A "hardware failure in our primary encryption hardware device"? "corrupted encryption keys"? Not exactly reassuring!
Did a hard drive fail? If so, why aren't they using RAID? And if changes automatically cascade to backups, then they're not backups. If changes cascade it's called redundancy.
From the rest of the status update it looks like they're now restoring CC data from an older set of backups. But are they? No way to tell.
It's surprising how many technical terms the status update uses and how little it actually tells about what's going on.
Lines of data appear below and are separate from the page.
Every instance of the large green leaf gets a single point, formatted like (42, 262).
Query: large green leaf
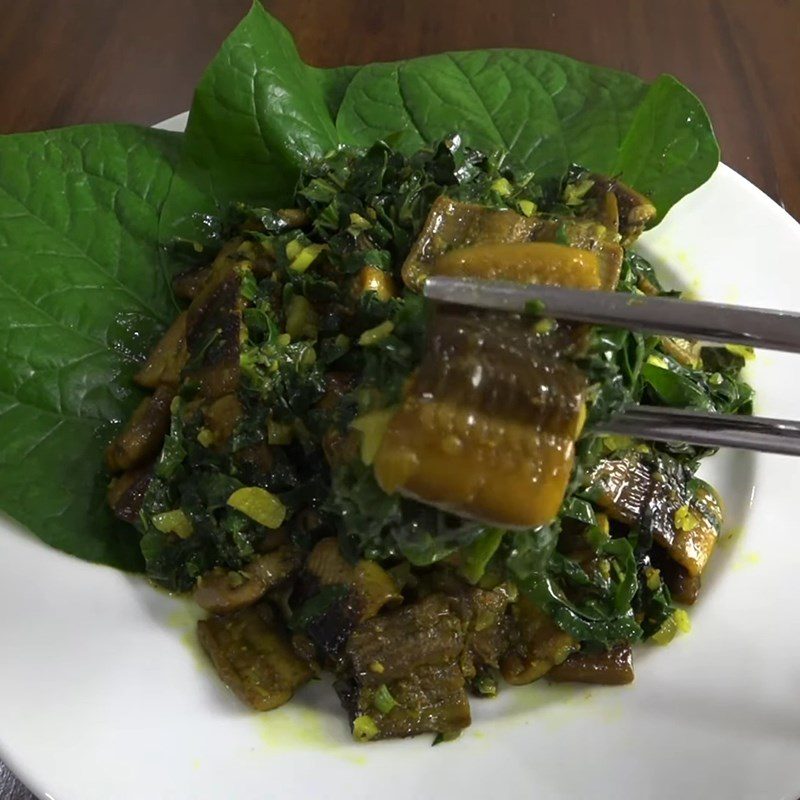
(257, 114)
(82, 289)
(260, 111)
(82, 294)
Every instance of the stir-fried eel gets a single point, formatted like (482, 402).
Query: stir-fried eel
(488, 424)
(254, 657)
(213, 329)
(610, 667)
(349, 480)
(654, 492)
(411, 655)
(537, 644)
(143, 436)
(546, 263)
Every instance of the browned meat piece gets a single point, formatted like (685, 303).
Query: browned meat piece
(373, 587)
(683, 587)
(684, 521)
(188, 284)
(341, 595)
(167, 359)
(537, 645)
(143, 436)
(610, 667)
(488, 425)
(213, 328)
(486, 625)
(126, 493)
(410, 656)
(223, 592)
(253, 656)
I'm sure that they'll come up with a more complete story of what happened in a couple of days, after they've got everything under control. Given how critical Recurly is to their customers, I think they should worded everything a little more carefully. Explain what happened in normal language. Explain what percentage of accounts is affected. Explain what they're doing now. Explain what measures they're going to put into place to prevent similar things from happening in the future. Emphasize with the customers (who completely depend on Recurly for their business). This shouldn't be rocket science.
quote from wikipedia
HSMs can typically be clustered for high availability.
Some HSMs feature dual power supplies to enable business continuity.
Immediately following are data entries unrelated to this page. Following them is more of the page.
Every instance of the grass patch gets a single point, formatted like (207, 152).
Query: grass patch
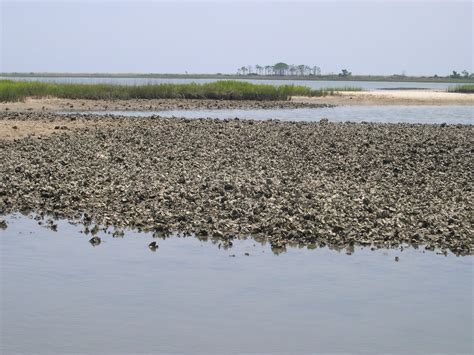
(466, 89)
(226, 90)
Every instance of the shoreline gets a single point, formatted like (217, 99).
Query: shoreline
(354, 78)
(313, 184)
(353, 98)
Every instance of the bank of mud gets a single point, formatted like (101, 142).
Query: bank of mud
(315, 184)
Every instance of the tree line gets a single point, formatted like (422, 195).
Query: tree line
(280, 69)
They should have been using chaos monkey, http://techblog.netflix.com/2012/07/chaos-monkey-released-in...
The name just got cutesy with people's money, when they shoulda been getting cutesy with good design, stuff fails. But systems shouldn't fail that handle money. There _will_ be breakage of customer accounts, there will be no getting around that. Look on the bright side, people finally have a chance to not-reup services they don't need.
They may have a lot of encrypted data backed up that they can't decryption because both their primary and backup decryption devices broke. It may seem stupid not to have offsite backups of this, but it may be considered safer than allowing key's to get into the wild.